Zeiss chooses to work by this – the strictest standard – because it ensures comparability worldwide.
The ISO 10360 performance evaluation includes testing repeatability and reproducibility. Repeatability of measurements refers to the variation in repeat measurements taken by a single person or instrument made on the same subject under identical conditions. This is vital when it comes to gaining certainty in your standardization processes and relies on defining measurement conditions and then replicating the process.
The goal must be to maintain the same conditions with the measurement process and then repeat it until the desired number of samples is recorded.
When performing a repeatability test, collect data using the same:
- Method
- Operator
- Equipment
- Environmental conditions
- Location
- Item or unit under test
The aim is to collect repeatable results throughout a short period of time without changing anything (if possible).
Whereas repeatability is the random uncertainty of results under the same conditions, reproducibility is random uncertainty under changed conditions.
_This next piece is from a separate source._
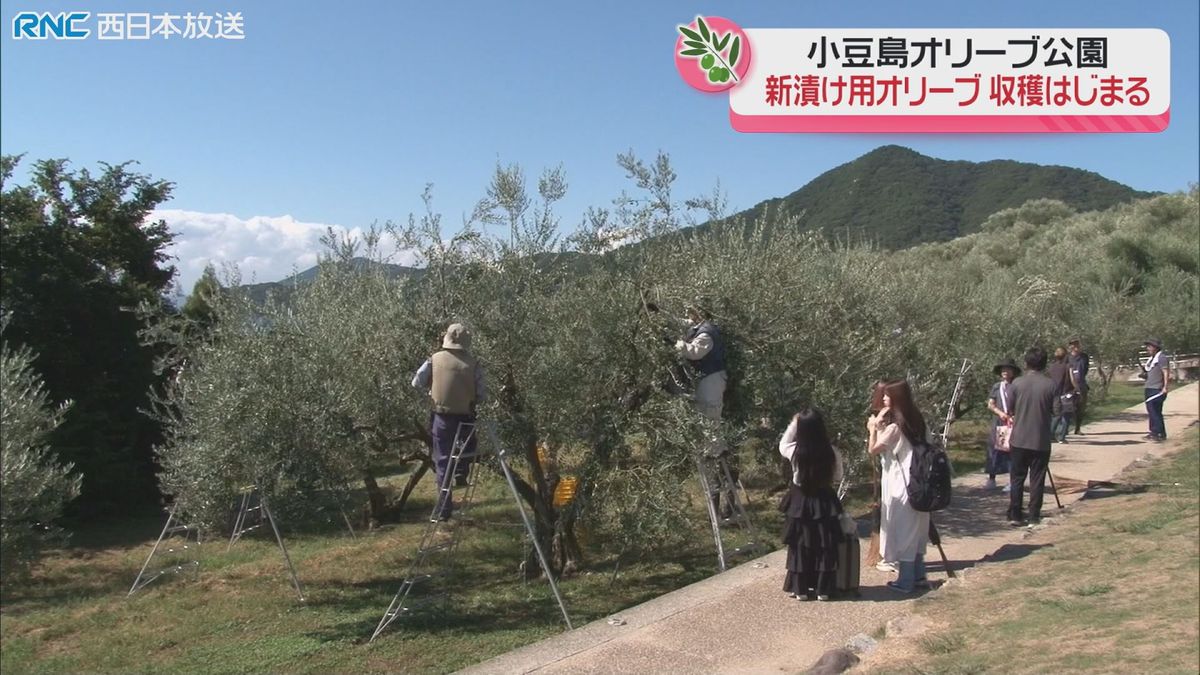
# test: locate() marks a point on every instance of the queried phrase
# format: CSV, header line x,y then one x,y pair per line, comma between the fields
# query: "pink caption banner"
x,y
954,81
Reproducible conditions, for instance, include the change of operator and subsequent changes in time and environment.
Options to meet ISO requirements
As production capacity grows and efficiencies increase, manufacturers must adhere to product compliance standards with proof, such as Zeiss metrology solutions that use ISO-compliant validation methodology and documentation.
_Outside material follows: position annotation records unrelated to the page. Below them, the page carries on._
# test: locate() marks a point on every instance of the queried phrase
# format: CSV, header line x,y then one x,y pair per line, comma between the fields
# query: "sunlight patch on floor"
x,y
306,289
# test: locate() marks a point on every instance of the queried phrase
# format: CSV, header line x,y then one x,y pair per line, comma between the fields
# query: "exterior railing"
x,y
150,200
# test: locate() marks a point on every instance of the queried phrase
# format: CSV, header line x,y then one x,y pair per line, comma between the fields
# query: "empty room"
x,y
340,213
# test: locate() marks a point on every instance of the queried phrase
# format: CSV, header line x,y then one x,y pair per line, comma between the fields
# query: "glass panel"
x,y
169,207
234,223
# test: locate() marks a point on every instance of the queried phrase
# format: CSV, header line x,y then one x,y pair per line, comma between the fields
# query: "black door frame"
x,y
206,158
While a CMM may be compliant to ISO 10360-7, Zeiss offers additional technologies for meeting ISO standards, such as the Zeiss O-Select optical measuring system that satisfies three requirements: Equipment: Artifacts used to calibrate, qualify O-Select measuring machines use DKD-certified scales Analysis: ISO 10360-7 methodology to calibrate, qualify O-Select machines Documentation: Records provided on each calibration to prove when, how calibrations, qualifications were completed.
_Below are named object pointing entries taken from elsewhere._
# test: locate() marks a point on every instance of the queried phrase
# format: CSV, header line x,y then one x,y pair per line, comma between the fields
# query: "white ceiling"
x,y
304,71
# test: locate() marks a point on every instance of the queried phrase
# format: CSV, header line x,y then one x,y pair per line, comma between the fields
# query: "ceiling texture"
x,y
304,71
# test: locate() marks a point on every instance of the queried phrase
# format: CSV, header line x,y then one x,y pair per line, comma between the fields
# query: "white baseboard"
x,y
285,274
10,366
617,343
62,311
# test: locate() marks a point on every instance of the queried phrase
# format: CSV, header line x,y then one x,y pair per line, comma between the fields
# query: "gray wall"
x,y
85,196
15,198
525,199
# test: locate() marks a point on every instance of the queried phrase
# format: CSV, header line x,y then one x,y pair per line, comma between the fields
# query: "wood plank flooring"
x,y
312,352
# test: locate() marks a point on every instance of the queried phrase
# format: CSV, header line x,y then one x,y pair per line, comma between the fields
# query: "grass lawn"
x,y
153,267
The O-Select’s maximum permissible error is 4.5 + L/100µm and repeatability is 0.9µm.
“Quickly and reliably obtaining ISO-compliant, traceable, and reproducible measured values was a key aspect for us in development” of the O-Select, says Andrzej Grzesiak, Zeiss’ senior director of metrology systems.
Conclusion
By complying with FDA and ISO 10360 standardization processes for medical parts, manufacturers can improve productivity and cost savings, delivering a competitive edge in the medical component manufacturing supply chain. Solutions, such as O-Select, offer an alternative to CMMs and provide value to customers through repeatability, reproducibility, and traceability with comprehensive historical data and reports.